Ils avaient quitté, enfin plutôt fui, le poste avancé de Dorterio, suite à l’assaut des pires ennemis, que l’Univers leur avaient apporté. C’étaient il y a treize jours universels exactement. Ils s’en souvenaient tous. Cela fut effroyable et terrifiant. Personne ne s’y attendait. Ils avaient pourtant accepté une trêve des combats militaires. Ils avaient rien respecté. Tous les civils furent massacrés. Rare sont ceux qui avaient réussi à éviter cela, comme eux. Ils étaient une quarantaine sur ce vaisseau, de type cargo fabriqué par les industries Kafo sur les systèmes de la région extérieur de Bunia. Le véhicule spatial n’était pas en bon état, mais il fonctionnait. C’était le principal. Ils avaient assez de vivres pour tenir plusieurs années. Ils représentaient assez bien les gens ayant vécu sur cette planète, qu’ils venaient de fuir. Tous y avaient perdu un proche, un ami, de la famille… La douleur de ces pertes et la peur de ces ignobles créatures étaient le seul lien qui les unissait. L’engin était assez vieux, a priori il avait environ plus de deux cents années universelles.
Il était immense, car conçu pour le transport de marchandise. Il semblait comme vide. Le silence qui se dégageait de cet appareil était terrifiant, pour les personnes n’étant pas habitués au voyage spatial.

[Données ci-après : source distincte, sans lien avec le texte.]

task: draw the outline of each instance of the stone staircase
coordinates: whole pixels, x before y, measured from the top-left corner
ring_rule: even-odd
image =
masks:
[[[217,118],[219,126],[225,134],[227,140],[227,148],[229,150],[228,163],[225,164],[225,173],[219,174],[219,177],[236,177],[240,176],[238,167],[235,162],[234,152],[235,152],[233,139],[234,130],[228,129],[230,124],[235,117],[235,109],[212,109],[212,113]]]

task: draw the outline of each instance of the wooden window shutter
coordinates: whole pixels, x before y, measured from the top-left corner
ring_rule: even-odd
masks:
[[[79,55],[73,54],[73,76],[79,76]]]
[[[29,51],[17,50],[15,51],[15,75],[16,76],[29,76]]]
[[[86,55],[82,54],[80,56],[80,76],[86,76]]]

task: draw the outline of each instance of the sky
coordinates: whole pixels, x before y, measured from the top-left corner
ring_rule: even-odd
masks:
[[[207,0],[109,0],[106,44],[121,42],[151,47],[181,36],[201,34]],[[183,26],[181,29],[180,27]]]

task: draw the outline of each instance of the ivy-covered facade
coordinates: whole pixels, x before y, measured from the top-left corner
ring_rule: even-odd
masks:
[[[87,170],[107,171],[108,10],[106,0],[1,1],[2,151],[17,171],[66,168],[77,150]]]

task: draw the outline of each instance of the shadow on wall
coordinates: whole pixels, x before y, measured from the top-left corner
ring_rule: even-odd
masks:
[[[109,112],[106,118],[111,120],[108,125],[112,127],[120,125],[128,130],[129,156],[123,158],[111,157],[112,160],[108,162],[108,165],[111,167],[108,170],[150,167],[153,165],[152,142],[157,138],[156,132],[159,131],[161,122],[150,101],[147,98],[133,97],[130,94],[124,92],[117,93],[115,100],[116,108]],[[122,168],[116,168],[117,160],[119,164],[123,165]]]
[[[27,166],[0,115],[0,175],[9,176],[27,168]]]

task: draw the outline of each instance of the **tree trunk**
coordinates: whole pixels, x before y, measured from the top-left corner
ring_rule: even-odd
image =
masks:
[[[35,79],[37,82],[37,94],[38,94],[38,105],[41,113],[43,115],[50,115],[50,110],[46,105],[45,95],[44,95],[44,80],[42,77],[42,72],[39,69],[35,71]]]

Chaque personne avait son poste. Les anciens militaires s’occupaient de l’organisation de la vie dans l’engin, en répartissant les tâches. Les ingénieurs et techniciens, par exemple, s’occupaient de bien faire fonctionner le vaisseau et tous les appareils. D’autres exploraient l’immense machine, afin de trouver des objets, qui pourraient être utiles. Certain faisaient la cuisine, pour tout le reste de l’équipage de fortune. Quelques uns surveillaient les cinq enfants du groupe. Aucun ne se connaissait. Mais l’envie de vivre, de survivre à ce drame les avait liés. Des liens s’étaient formés entre ces inconnus. Une vie commençait à s’établir paisiblement.
Ils s’étaient établis à l’avant du vaisseau, près du poste de contrôle. Ils avaient visité qu’un centième de l’engin. Un des anciens officiers de la base avancée convoqua tout le monde à la passerelle avant. Il était assez grand et fin. Il était assez connu pour ses différents faits de guerre sur plusieurs théâtres d’opérations. Le plus célèbres de ceux-ci était la campagne de Jorta. Elle avait rassemblé des milliards de soldats dans chaque camp. La bataille pour la planète principale avait fait des centaines de millions de morts. Rares sont ceux à avoir survécu à cela. Ceux qui n’avaient pas sombré dans la pure folie sont encore plus remarquables. Il faisait parti de ces personnes d’exception. Un certain charisme se dégageait naturellement de sa personne. On avait envie de lui faire confiance et de lui confier sa vie sans aucune peur. Il expliqua alors que cela pourrait être intéressant, de fouiller un peu le vaisseau. L’argument principal était de trouver des objets utiles, pour améliorer le quotidien et en trouver pouvant être nécessaire à la réparation du vaisseau, étant donné son état… Dix personnes s’étaient portées volontaires pour cela. Il fut décidé que tous les dix iraient, par groupe de deux, partir en exploration.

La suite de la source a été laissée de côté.